Table 2. Comparison of noise growth and runtimes of BFV and BGV variants for a benchmark computation \(\prod _{i=1}^{2^k} x_i\). Hybrid key switching with 3 digits, i.e., \(d_{\text {num}} = 3\), was used, t was set to \(2^{16}+1\), and \(\lambda \ge 128\). Here, e denotes the current noise magnitude, \(\log Q\), the size of the BFV ciphertext modulus, and \(\log Q_L\), the equivalent ciphertext modulus in BGV without the last CRT modulus \(q_{L+1}\).

Table 3 illustrates the comparison of noise growth and runtimes for a polynomial evaluation benchmark. Our first observation is that BGV-NEW has a significantly higher noise than all BFV variants because the moduli \(q_i\) in this case require extra room for the additions at each level (the deepest level has the most significant effect on all \(q_i\)’s). BGV-NEW again has a minor advantage in terms of runtime as compared to our best BFV variant for \(t=2^{16}+1\), but BFV-NEW-LVL becomes faster when we decrease t to smaller values (see the full version for details). Note that for \(k=8\), BGV-NEW has a smaller ring dimension than all BFV variants, which is an effect of the automated logic for hybrid key switching used in the implementation, rather than a result of better noise growth in BGV (since \(\log Q\) in BFV is significantly smaller than \(\log Q_L\) in BGV).

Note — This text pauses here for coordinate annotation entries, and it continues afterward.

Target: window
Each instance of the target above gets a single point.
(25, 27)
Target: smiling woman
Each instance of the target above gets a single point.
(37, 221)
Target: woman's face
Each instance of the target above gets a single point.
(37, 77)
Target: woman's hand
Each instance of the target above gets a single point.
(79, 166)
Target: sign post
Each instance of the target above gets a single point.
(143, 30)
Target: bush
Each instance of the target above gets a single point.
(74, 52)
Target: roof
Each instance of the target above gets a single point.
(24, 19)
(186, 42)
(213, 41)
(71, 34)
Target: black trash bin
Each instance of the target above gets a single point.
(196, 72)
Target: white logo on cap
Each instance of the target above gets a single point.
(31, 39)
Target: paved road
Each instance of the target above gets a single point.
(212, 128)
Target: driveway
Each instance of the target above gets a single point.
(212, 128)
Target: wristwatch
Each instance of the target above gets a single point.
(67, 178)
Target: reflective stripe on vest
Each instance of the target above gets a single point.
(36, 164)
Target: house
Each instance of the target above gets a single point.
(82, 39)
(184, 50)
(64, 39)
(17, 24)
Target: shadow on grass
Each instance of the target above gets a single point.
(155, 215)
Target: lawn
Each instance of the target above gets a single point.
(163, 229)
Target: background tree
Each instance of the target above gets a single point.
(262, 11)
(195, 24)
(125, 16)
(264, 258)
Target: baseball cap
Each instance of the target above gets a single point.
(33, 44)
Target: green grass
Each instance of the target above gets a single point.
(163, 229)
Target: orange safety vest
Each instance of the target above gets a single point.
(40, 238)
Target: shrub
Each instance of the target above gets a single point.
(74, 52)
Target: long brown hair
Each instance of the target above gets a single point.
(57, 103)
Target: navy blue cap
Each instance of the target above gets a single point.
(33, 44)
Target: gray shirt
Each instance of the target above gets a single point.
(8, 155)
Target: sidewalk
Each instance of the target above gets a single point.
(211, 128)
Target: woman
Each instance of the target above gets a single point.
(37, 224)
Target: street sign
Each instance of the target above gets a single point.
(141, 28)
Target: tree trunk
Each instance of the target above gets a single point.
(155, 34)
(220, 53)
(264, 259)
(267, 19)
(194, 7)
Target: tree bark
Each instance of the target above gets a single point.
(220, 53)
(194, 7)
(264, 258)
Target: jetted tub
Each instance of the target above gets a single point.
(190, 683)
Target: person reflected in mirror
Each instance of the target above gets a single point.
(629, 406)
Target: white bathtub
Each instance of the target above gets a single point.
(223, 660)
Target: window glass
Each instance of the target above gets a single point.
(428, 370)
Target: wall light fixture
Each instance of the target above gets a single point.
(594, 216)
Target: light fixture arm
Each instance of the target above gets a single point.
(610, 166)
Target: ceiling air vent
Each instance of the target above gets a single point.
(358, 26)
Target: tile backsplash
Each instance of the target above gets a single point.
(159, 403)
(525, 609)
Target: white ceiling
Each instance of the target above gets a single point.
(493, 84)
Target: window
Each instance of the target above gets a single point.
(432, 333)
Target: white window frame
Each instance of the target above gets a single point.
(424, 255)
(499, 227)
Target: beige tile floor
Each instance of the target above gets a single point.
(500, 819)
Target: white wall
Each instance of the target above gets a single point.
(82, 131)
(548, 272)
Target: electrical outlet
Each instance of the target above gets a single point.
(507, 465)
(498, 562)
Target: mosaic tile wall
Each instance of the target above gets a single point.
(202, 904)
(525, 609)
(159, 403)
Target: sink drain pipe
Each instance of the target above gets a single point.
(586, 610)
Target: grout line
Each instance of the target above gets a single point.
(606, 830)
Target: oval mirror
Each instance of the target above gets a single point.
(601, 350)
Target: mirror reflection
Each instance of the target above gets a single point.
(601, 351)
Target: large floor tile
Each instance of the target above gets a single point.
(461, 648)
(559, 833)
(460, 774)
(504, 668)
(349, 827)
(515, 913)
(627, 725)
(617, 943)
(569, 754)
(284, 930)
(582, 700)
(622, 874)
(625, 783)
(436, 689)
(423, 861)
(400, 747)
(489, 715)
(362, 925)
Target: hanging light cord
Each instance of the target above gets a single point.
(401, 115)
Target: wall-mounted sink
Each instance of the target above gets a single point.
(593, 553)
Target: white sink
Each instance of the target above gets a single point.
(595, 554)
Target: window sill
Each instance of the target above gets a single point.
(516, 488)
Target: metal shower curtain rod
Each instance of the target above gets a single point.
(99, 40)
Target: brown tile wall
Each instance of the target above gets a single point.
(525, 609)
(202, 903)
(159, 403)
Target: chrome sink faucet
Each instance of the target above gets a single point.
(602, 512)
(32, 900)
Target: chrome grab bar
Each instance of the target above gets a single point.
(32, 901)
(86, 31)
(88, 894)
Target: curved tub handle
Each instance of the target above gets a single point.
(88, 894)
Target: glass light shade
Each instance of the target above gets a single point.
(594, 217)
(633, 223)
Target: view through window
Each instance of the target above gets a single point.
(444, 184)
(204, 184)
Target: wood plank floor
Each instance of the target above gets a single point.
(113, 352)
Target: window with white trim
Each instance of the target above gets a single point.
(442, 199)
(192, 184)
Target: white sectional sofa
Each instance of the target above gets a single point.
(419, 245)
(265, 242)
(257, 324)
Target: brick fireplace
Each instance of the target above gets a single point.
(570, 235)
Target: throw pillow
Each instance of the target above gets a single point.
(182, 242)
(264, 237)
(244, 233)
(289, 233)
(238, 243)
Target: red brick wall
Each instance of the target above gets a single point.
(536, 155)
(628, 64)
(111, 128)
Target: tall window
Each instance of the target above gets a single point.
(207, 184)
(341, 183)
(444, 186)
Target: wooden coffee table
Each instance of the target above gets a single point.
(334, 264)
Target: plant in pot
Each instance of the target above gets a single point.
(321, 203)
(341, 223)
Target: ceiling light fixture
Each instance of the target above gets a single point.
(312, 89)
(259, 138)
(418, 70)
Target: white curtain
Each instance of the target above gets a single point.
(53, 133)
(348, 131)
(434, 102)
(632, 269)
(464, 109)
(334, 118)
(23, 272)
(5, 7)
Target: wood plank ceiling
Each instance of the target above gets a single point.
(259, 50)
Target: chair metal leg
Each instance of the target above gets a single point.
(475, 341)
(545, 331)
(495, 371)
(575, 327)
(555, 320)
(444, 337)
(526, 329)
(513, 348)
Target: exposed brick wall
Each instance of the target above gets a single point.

Table 3. Comparison of noise growth and runtimes of BFV and BGV variants for a benchmark computation \(\prod _{i=0}^{k} a_ix^i\): \(|a_i| < 16\). Hybrid key switching with 3 digits, i.e., \(d_{\text {num}} = 3\), was used, t was set to \(2^{16}+1\), and \(\lambda \ge 128\). Here, e denotes the current noise magnitude, \(\log Q\), the BFV ciphertext modulus, and \(\log Q_L\), the equivalent ciphertext modulus in BGV without the last CRT modulus \(q_{L+1}\).

6 Concluding Remarks

Our theoretical analysis and experimental results show that the modified BFV  variant has somewhat better noise growth than BGV for all plaintext moduli, though previous results suggested that BGV has a better noise growth than BFV for larger plaintext moduli [13, 14]. This result is mainly due to our modification of the BFV encryption procedure. The other major conclusion is that, when the moduli of BGV  are not trunked together, BFV is significantly faster for small plaintext moduli, e.g., \(t=2\), with BGV becoming faster as the plaintext modulus is increased.

The variant of BGV presented in this paper was mainly motivated by improving the usability of the scheme, which is known to be more challenging for use than BFV. From this perspective, this BGV variant is as easy to use as the implementation of BFV in PALISADE. However, the usability also has some performance cost, e.g., we have to choose the size of CRT moduli more conservatively. It would be interesting to examine how the performance of our BGV variant compares to the BGV design with dynamic noise estimation, which is implemented in HElib. It would not be fair to compare the PALISADE implementation directly with the HElib implementation as one would mostly observe the effect of differences in the efficiency of primitive ring operations, such as NTTs, rather than the differences between the BGV variants. For a fair comparison, a PALISADE implementation of the dynamic-noise BGV variant would be needed. Another potential improvement for BGV is to consider the idea of trunking multiple small CRT moduli mentioned in Remark 7. We plan to examine both ideas in our future work.